StelCon: Infinity is a game I knew nothing about before purchasing it. I saw it in my local board game wholesaler for a significantly reduced price and it appealed to me. I love space themed games and it looked like it could get some play in my local groups. Well, after playing it a few times, I feel like I can give enough of an opinion to determine whether I can recommend it or not. I know I am a little late to the party, but if you are still on the fence, maybe I can help you determine if it is the game for you.
Note: I have only played this game all the way through with other players twice. One playthrough was with four and the other was with the six player variant.
StelCon is a fairly light 4X space game. It was a successfully backed kickstarter project that was released in 2013 by Conquest Gaming LLC. It supports 2-5 players and a variant allowing for 6 players. Gametime is roughly 45 minutes per player, excluding rules explanation. Player type and familiarity with the game may vary game length.

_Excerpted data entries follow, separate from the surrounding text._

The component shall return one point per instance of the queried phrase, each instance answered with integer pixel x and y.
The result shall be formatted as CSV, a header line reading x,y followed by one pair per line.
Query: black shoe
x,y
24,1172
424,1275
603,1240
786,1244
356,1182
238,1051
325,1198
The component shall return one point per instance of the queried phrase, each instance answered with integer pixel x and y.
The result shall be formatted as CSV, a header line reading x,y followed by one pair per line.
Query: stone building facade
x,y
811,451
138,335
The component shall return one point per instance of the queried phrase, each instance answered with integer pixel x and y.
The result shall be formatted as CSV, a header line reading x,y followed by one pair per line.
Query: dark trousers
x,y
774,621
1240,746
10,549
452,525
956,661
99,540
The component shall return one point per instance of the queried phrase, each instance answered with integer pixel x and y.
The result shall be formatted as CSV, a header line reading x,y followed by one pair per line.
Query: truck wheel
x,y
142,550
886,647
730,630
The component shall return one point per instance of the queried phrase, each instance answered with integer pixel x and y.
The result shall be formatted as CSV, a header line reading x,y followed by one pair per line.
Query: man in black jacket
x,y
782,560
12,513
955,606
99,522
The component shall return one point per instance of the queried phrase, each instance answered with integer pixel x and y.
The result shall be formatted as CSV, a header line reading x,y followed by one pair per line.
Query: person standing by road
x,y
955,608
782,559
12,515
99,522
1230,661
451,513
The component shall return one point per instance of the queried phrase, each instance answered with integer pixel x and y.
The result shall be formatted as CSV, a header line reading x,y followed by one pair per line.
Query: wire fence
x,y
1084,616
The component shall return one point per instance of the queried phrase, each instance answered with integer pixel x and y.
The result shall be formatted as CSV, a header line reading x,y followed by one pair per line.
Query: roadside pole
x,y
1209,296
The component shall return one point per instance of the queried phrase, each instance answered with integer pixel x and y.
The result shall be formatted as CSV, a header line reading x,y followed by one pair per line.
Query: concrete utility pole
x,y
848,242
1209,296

Each player selects an alien race from six unique races. Each race has their own special ability and homeworld. The main objective of the game is to destroy an opponent's homeworld using your fleet of five upgradable starships. Each homeworld produces fuel crystals that power your ships and their upgrades. There is also a victory point variant.
In order to increase your production, you must travel to sector locations and draw a new planet card from the planet deck. Each planet has a different level of fuel production, firepower, and an exploration value. When a player is able to beat the planet's firepower, they then must roll a die to determine how successfully they explored the planet. This determines if the fuel production stays the same as it is printed on the card or if it becomes better or worse. There are two copies of each planet card in the sector deck and when two copies of a planet exist on the gameboard, a wormhole is created and they are treated as adjacent. This provides some very interesting gameplay.
Combat is fairly simple. Players count the firepower of their ships and roll one six-sided die. The player with the highest firepower is determined the winner. That sounds a little too simple though, right? To add a great deal of variability (and randomness) players utilize Conquest Cards. These cards come from a shared deck of over 100 cards. Players initially have a hand limit of 5, which is replenished at the end of their turn. Conquest cards are the main driving force of the gameplay, as they allow players to do a huge range of actions. These cards allow you to upgrade your conquered planets, add firepower during battles, help you win ties in combat, add crew to ships, and alter the gameboard to increase mobility. They are hard to predict and add a great sense of tension to the game.
Plenty of players will dislike these cards, as they can be incredibly powerful. For example, in the first game I played, one player moved his entire fleet into another player's zone. It looked like he was going to win by sheer firepower alone, however the defending player had a card that allowed him to warp into the attacking players base and attack their homeworld uncontested for the win. These cards make planning for future turns difficult, but on the other hand it can lead to some really unpredictable and exciting gameplay. If you are a player that plans their moves far in advance, you will most likely dislike this mechanic, as it spurns careful planning for quick and decisive maneuvers.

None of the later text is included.